Tidying up Japanese SNS data for Machine Learning

In my last post about performing text analysis of Japanese language texts, I outlined how to install and use the MeCab system to break up Japanese sentences into their component parts (“tokens”) which can then be used for analysis. At the end of the post, I mentioned that if you’re using text sourced from social media like Twitter or Facebook, you might want to pre-process your data to deal with things like usernames, hashtags and URLs, which MeCab doesn’t understand or handle reliably.

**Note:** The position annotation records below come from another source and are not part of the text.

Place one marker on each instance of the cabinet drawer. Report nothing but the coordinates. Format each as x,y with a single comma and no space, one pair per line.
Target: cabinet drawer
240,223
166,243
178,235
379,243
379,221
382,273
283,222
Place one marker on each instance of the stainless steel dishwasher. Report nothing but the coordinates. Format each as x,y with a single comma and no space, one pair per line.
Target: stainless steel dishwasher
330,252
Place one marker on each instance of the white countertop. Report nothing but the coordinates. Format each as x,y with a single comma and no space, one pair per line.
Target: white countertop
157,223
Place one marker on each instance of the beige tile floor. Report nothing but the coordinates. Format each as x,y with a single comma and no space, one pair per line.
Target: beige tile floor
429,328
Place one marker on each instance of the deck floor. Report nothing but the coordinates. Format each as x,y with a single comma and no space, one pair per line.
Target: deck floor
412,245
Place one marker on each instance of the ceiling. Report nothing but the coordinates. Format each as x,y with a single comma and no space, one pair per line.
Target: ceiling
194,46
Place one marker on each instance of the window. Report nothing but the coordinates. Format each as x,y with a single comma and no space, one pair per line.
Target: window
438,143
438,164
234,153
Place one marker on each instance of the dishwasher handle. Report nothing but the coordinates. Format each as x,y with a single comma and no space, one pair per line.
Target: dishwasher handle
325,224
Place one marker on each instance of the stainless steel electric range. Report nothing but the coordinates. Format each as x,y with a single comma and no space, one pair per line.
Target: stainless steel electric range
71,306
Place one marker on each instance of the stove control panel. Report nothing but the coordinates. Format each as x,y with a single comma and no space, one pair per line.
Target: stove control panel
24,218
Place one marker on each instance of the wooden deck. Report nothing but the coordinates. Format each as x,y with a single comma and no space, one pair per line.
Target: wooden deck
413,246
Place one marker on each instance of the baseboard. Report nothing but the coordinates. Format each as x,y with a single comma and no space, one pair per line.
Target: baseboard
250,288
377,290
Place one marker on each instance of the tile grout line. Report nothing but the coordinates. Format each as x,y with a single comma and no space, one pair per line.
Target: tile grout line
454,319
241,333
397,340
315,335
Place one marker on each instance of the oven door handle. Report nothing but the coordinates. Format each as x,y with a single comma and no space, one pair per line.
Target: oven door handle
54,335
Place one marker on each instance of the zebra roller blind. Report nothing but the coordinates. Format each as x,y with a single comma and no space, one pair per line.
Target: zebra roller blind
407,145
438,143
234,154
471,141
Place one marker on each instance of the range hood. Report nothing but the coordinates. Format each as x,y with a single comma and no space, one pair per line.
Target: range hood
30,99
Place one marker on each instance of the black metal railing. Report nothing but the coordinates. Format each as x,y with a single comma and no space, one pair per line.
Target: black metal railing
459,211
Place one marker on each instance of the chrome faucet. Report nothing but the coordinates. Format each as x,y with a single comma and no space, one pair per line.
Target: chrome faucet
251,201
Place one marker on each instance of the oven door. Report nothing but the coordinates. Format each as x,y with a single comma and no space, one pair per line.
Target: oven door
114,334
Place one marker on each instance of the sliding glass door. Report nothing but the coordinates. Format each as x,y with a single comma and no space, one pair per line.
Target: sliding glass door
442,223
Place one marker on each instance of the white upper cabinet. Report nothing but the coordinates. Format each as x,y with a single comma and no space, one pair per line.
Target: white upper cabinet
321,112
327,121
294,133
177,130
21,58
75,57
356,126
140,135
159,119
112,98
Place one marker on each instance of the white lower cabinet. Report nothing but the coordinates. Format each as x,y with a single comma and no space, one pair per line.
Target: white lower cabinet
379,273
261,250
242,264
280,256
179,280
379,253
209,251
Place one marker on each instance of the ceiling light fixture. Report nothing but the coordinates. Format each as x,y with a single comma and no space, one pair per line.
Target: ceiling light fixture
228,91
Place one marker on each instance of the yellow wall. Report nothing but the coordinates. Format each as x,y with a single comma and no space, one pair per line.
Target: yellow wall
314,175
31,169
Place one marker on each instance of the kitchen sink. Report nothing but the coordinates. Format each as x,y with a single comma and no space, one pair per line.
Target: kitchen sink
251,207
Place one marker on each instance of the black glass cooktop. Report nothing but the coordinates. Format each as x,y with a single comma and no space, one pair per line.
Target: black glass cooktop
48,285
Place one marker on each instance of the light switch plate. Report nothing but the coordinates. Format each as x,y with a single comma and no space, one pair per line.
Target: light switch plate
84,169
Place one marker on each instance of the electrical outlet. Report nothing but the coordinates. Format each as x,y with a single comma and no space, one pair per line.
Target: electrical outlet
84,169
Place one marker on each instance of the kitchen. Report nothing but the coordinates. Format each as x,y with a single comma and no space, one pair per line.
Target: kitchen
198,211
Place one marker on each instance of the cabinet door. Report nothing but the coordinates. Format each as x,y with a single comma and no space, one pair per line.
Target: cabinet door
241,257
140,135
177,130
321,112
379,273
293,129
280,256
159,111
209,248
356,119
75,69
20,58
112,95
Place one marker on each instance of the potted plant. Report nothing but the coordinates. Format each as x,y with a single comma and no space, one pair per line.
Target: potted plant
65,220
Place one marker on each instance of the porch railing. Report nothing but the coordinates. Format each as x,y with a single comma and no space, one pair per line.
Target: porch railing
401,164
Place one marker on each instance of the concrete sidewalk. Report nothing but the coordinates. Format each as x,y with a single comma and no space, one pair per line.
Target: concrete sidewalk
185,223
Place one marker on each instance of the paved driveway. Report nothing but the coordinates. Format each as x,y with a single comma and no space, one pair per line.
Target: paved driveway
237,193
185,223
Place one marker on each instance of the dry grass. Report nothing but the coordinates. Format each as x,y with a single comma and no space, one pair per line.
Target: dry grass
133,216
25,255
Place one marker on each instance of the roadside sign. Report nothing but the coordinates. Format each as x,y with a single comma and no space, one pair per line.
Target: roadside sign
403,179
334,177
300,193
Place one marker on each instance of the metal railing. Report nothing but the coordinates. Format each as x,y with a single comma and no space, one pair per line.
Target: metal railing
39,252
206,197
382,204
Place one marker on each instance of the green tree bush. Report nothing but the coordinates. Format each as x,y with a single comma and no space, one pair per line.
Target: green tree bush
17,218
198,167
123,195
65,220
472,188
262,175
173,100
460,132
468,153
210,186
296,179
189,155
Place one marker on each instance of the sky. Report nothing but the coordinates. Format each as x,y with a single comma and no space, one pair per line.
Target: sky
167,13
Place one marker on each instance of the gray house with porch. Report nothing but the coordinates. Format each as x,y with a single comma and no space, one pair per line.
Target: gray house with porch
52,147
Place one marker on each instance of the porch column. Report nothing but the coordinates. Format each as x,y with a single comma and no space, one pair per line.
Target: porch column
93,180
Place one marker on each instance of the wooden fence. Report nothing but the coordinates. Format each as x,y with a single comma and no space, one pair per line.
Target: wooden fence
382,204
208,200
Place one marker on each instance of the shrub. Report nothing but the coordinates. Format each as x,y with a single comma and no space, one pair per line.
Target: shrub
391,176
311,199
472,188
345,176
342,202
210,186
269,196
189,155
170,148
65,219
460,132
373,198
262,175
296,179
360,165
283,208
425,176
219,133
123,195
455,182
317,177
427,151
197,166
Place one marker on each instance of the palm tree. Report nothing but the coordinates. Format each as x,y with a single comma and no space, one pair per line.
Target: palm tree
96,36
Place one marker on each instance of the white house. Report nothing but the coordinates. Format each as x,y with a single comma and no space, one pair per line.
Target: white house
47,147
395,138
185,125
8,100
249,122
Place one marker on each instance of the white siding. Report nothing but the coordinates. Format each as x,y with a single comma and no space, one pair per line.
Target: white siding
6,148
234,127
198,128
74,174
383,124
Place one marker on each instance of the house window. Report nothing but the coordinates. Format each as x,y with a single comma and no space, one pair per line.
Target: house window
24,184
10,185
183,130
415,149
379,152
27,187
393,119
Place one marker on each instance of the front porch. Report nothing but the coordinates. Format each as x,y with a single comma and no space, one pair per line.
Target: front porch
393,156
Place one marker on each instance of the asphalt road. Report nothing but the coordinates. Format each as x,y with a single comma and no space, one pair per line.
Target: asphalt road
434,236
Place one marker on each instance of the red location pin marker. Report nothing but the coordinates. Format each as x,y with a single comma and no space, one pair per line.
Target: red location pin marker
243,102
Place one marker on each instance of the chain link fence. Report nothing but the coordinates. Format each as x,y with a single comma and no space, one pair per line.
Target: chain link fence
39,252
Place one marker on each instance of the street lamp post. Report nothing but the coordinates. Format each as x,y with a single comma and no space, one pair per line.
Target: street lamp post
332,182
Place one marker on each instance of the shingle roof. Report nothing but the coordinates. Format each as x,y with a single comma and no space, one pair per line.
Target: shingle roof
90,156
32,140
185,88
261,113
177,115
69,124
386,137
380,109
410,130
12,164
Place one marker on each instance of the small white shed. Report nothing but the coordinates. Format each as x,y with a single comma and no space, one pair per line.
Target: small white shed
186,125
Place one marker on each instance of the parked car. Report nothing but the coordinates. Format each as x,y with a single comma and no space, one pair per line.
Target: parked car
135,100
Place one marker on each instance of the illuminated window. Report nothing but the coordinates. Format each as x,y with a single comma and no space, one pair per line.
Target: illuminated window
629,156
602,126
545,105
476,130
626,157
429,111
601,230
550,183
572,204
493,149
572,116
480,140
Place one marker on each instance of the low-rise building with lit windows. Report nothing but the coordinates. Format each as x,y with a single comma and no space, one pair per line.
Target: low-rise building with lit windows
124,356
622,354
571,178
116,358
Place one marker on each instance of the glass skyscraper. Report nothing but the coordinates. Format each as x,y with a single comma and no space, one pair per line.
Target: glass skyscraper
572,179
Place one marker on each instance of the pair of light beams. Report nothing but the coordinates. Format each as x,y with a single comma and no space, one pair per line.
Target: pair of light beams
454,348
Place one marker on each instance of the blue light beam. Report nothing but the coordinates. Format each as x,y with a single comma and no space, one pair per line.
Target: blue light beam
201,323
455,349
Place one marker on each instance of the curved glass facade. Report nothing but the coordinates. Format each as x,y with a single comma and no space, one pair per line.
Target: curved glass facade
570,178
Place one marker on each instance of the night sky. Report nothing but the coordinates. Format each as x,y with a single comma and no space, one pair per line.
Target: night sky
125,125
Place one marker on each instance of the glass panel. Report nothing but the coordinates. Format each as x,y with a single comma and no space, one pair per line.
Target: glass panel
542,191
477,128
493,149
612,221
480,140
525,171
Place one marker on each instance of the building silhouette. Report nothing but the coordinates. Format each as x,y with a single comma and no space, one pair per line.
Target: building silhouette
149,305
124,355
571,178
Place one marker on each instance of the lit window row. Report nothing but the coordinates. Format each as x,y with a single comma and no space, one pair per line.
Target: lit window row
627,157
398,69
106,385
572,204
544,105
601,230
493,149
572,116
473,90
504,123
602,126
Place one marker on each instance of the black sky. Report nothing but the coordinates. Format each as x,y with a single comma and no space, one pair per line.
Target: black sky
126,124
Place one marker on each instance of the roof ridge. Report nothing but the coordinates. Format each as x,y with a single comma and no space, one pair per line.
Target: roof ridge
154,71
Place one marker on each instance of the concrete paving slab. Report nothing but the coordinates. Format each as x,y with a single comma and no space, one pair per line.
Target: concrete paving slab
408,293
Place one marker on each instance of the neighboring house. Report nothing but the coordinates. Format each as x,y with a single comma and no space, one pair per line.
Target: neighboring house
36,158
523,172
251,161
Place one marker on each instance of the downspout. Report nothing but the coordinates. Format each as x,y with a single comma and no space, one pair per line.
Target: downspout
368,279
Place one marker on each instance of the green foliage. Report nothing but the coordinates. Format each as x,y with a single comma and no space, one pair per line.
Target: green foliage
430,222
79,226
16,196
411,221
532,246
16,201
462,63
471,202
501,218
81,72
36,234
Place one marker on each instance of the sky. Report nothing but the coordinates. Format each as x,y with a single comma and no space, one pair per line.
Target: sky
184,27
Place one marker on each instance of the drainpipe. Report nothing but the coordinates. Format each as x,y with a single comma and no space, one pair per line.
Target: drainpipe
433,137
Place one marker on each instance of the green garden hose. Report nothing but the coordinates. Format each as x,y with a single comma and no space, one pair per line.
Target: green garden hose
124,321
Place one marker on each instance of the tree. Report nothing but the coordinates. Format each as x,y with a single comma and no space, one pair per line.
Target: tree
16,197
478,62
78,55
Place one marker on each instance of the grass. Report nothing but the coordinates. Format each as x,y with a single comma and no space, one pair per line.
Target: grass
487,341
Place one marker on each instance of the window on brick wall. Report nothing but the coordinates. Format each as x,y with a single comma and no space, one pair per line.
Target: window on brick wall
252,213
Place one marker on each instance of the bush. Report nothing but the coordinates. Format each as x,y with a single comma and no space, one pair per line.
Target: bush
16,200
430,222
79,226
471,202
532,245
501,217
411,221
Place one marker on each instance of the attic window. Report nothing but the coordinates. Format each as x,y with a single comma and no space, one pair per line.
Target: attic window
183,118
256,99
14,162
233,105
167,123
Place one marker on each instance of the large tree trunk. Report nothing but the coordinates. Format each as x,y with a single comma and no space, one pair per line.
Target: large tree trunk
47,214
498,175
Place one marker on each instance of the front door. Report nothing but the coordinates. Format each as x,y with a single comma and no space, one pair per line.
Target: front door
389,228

Since then, I’ve spent some time building a tokenisation system to deal with very large volumes of data – the databases for the research project I’m working on at present sum up to about 15 million Japanese language tweets, and we expect to end up dealing with many times that volume by the end of the project. What have I learned? Quite a few things (not least a lot of stuff about using Google Cloud Platform, since this all rapidly outgrew my humble laptop), but one of the main ones was this; Twitter data is a god-damned mess. It’s not just hashtags, URLs and so on; people also tweet a lot of Emojis, which aren’t handled very well by a lot of analysis systems, and in Japan there’s also a tendency to tweet lots of “kaomoji” (you know, stuff that looks like “(。ŏ﹏ŏ)” or “((;,;;  ิ;;◞౪◟;; ิ;))“, and no, I don’t really know what that second one is meant to convey either…) as well as expressing feelings with single characters in brackets, like (笑) meaning laughter, or (涙) implying crying, which can also end up confusing the tagger.

A lot of conventional approaches to machine learning and text analysis just throw out those elements of the data. A common approach is to strip all punctuation, since it isn’t considered to have semantic meaning that’s useful to the machine learning system – but a kaomoji or a bracketed character clearly does have semantic meaning. The inclusion of a laughing kaomoji, or an emoji with a sweatdrop, or a bracketed character for crying, can radically alter the sentiment and meaning expressed by a tweet – in fact, they’re especially important on Twitter, where the 140 character limit means that people seek to find “economical” ways of expressing complex emotions and thoughts.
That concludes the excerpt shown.